La mia edicola per recuperare fiducia
Mazzanti e il «giocattolo» che si trasforma. «Uno spazio utile alle relazioni nel dopo Coronavirus»
Progetta tenendo al centro i valori sociali. Dimostrando che una buona architettura può aiutare a creare una nuova identità per città e abitanti, soprattutto nei momenti di crisi. Giancarlo Mazzanti, architetto colombiano di fama internazionale, è uno dei sette autori che hanno partecipato al concorso «L’edicola del futuro», curato da Luca Molinari e ideato dall’agenzia Nemo Monti Comunicazione con il Corriere della Sera. Un concept, il suo, basato sulla condivisione, quanto mai attuale se si pensa all’inevitabile ricostruzione psicologica delle relazioni, dopo il «distanziamento» per il Coronavirus.
Partecipazione «Vinta la lotta ai narcos, la mia biblioteca a Medellin ha favorito il senso di appartenenza»

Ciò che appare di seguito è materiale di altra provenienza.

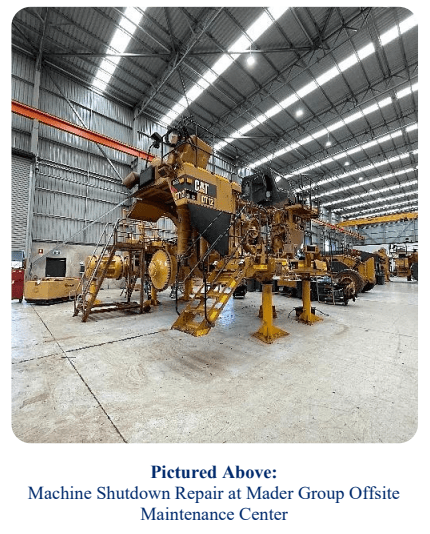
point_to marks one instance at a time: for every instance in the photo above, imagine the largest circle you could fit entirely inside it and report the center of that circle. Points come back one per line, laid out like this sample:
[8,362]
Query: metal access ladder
[201,312]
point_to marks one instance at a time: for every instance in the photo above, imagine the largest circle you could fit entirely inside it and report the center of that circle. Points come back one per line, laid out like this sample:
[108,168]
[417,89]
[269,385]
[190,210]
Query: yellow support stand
[307,316]
[154,301]
[268,332]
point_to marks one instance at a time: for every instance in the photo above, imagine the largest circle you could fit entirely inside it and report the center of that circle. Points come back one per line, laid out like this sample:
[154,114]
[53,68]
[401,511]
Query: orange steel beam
[66,126]
[381,219]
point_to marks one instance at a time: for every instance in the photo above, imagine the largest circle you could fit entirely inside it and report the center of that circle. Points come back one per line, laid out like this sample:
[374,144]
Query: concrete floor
[124,377]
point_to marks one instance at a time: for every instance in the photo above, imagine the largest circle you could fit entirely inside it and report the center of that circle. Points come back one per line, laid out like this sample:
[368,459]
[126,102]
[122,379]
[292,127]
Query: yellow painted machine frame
[221,240]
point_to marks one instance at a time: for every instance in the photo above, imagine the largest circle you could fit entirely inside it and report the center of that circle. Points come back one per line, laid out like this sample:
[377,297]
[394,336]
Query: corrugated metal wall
[21,175]
[76,183]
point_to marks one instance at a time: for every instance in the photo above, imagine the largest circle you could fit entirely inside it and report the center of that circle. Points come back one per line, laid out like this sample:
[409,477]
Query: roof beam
[178,59]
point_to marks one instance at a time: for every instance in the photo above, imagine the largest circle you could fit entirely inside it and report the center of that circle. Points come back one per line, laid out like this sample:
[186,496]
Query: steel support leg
[307,316]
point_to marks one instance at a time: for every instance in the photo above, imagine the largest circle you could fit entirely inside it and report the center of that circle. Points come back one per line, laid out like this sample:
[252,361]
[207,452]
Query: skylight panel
[327,76]
[396,31]
[365,182]
[307,89]
[372,193]
[343,154]
[347,63]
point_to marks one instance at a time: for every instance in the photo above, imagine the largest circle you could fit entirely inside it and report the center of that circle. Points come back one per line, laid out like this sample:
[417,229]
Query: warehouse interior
[214,225]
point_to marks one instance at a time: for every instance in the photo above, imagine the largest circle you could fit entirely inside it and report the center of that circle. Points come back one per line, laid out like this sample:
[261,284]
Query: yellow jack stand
[268,332]
[153,300]
[307,316]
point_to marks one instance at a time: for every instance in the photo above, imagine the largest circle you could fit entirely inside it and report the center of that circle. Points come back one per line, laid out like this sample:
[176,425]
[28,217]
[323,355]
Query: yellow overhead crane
[378,220]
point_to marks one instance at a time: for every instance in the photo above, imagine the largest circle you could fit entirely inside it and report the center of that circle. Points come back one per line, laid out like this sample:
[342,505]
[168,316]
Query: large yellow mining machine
[351,265]
[405,263]
[222,240]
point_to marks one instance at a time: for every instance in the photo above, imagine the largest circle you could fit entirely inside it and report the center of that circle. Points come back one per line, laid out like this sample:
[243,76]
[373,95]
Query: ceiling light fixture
[242,45]
[338,69]
[323,131]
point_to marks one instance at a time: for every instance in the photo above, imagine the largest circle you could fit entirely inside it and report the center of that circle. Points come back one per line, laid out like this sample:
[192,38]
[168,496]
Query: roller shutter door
[21,169]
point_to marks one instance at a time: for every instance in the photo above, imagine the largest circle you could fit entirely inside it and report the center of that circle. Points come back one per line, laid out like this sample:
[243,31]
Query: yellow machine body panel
[199,186]
[50,289]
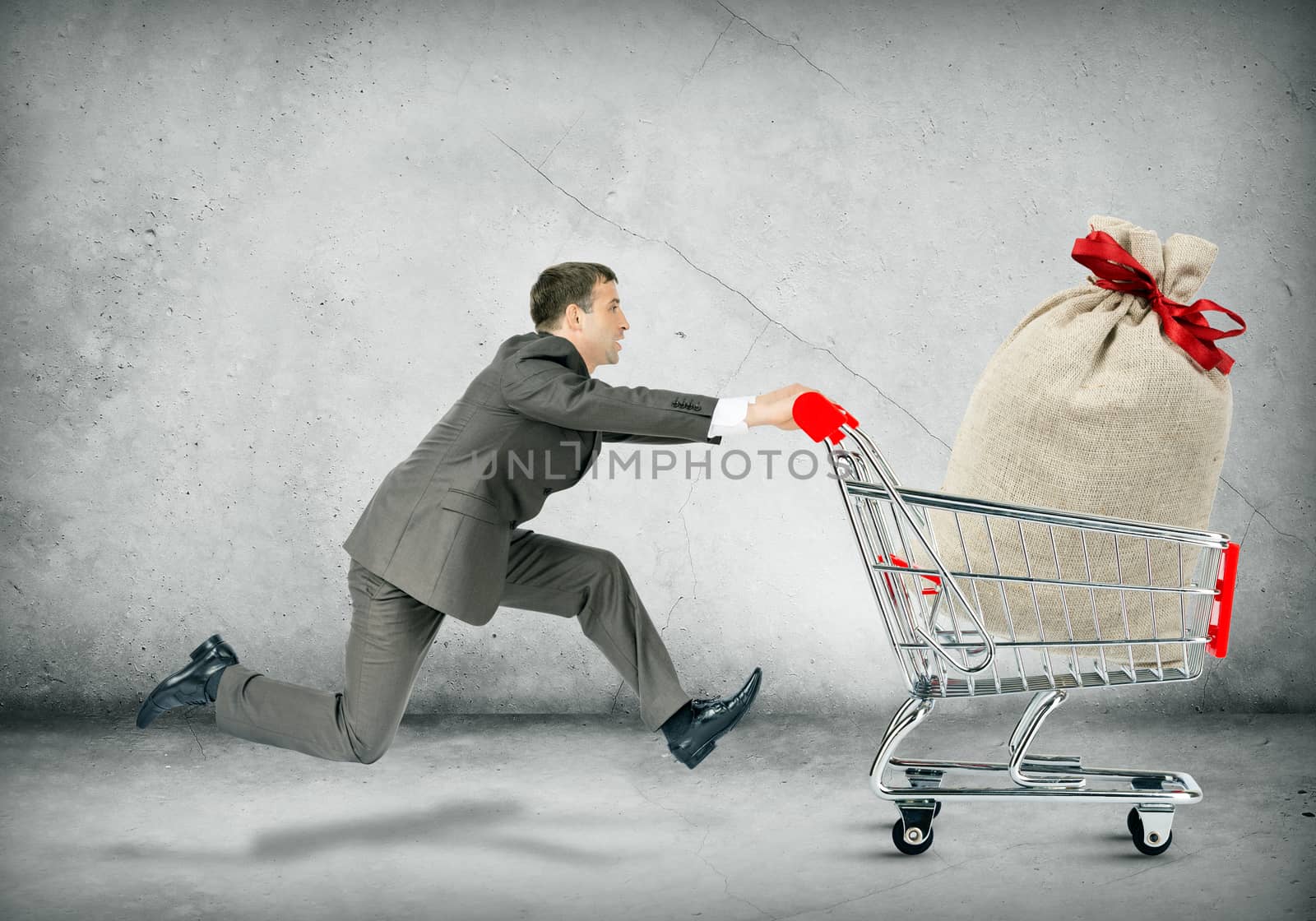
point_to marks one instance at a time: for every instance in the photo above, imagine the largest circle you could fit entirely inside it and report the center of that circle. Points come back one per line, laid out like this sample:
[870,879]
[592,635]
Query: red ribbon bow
[1182,324]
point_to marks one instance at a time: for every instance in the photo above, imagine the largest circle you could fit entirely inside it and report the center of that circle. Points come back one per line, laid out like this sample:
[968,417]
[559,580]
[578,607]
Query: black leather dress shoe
[694,730]
[188,684]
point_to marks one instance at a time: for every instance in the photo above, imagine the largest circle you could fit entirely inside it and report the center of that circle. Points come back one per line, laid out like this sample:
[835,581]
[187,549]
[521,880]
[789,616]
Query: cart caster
[898,837]
[1160,842]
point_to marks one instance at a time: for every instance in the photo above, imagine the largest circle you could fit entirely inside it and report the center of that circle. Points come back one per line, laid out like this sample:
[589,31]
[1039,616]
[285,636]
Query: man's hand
[776,408]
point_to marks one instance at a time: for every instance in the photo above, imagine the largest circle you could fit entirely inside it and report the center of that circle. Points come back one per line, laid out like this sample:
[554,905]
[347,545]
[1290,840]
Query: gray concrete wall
[253,250]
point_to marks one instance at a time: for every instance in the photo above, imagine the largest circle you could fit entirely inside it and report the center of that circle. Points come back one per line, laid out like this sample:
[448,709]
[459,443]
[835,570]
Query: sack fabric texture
[1087,407]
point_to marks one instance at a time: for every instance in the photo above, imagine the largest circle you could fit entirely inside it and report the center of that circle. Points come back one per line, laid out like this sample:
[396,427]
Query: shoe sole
[712,743]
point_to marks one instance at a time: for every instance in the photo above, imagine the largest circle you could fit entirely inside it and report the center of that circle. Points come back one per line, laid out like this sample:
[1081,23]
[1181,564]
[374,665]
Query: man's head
[578,302]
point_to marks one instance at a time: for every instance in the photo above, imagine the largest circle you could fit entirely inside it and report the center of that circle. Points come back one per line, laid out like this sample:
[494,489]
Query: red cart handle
[1217,632]
[822,419]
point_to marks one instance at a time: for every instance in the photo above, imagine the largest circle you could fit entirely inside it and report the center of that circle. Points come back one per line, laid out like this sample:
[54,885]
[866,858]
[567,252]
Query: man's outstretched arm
[728,420]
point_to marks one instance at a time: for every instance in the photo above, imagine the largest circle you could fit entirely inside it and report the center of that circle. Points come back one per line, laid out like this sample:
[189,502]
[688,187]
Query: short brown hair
[565,283]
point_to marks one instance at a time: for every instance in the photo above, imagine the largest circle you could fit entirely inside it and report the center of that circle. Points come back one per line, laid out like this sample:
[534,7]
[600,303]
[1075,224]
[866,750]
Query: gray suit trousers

«Time for Play» è il nome programmatico del concept di edicola: «È un giocattolo urbano da assemblare. Uno spazio aperto e flessibile, scenario di attività di interazione tra abitanti del quartiere», spiega. Quasi un kit di montaggio composto da tre petali intorno a un centro, e due parti mobili, superiore e inferiore, che si espandono e si contraggono: «In base all’uso, è la comunità stessa a contribuire alla configurazione, diventando partecipativa al progetto. Così l’edicola assurge a elemento forte del quartiere, in quanto attivatore di meccanismi di relazione. A cui si affianca la capacità di generare uno scambio più ampio e profondo dell’informazione». Insomma, il coinvolgimento genera fiducia, e a cascata si innesca un meccanismo virtuoso verso la filiera giornali-edicola-edicolanti.
Perché, di una dinamica positiva di scambio, quando sarà finita l’emergenza, ci sarà ancora più bisogno. «Questa crisi diventerà un apprendistato per costruire nuove forme di contatto. Cambierà il modo di frequentarsi e la socialità». Ecco perché l’edicola potrebbe trasformarsi in un catalizzatore per la vita all’esterno nei quartieri. «Opportunamente attrezzata, diverrebbe palcoscenico per concerti, spettacoli, conferenze, presentazioni di arredi e oggetti. Oppure potrebbe fungere da bar-caffetteria, luogo di vendita, persino passerella per sfilate. O grande tavolo da lavoro». Un approccio multiforme, che trasformerebbe, volendo, anche il ruolo dell’edicolante: «Diventerebbe un manager, in grado di programmare attività con e per la comunità». Ma c’è di più, perché il chiosco potrebbe essere parte attiva anche nell’interscambio di informazioni da web, notiziari e giornali, con la comunità: «Con le dovute dotazioni, il chiosco diventerebbe un “oggetto” funzionale alla raccolta, archiviazione e diffusione di informazioni multimediali. Da condividere».
Un progetto, questo, frutto di riflessioni condotte da Mazzanti durante l’elaborazione di alcune sue architetture. «Per esempio la biblioteca España, a Medellín, capace di favorire dinamiche socioculturali di gruppo e risvegliare il senso di appartenenza. Oppure il Parque Educativo de Marinilla, sempre in Colombia, esempio di veicolo per la raccolta e trasmissione di informazioni tra comunità e scuola. Luogo di istruzione, ma anche edificio che amplia il suo utilizzo».
Con le sue architetture Mazzanti
ha partecipato al rilancio di Medellin. Quale è il suo consiglio per la «ricostruzione» post Coronavirus? «Alla fine della guerra con il narcotraffico, si è cercato subito di lavorare sulla riconquista della fiducia attraverso meccanismi di co-creazione di progetti tra comunità e governo. Questo è stato un punto nodale: l’architettura «partecipativa» ha favorito la costruzione di un senso di orgoglio e appartenenza. Nel post Coronavirus, oltre a contribuire al recupero della fiducia, credo che lo Stato dovrà rivedere le sue modalità decisionali nella progettazione delle città. Per parte nostra, come architetti, avremo il compito di realizzare progetti che coinvolgano attivamente le comunità. Potrebbe un’edicola aiutare? Io credo di sì».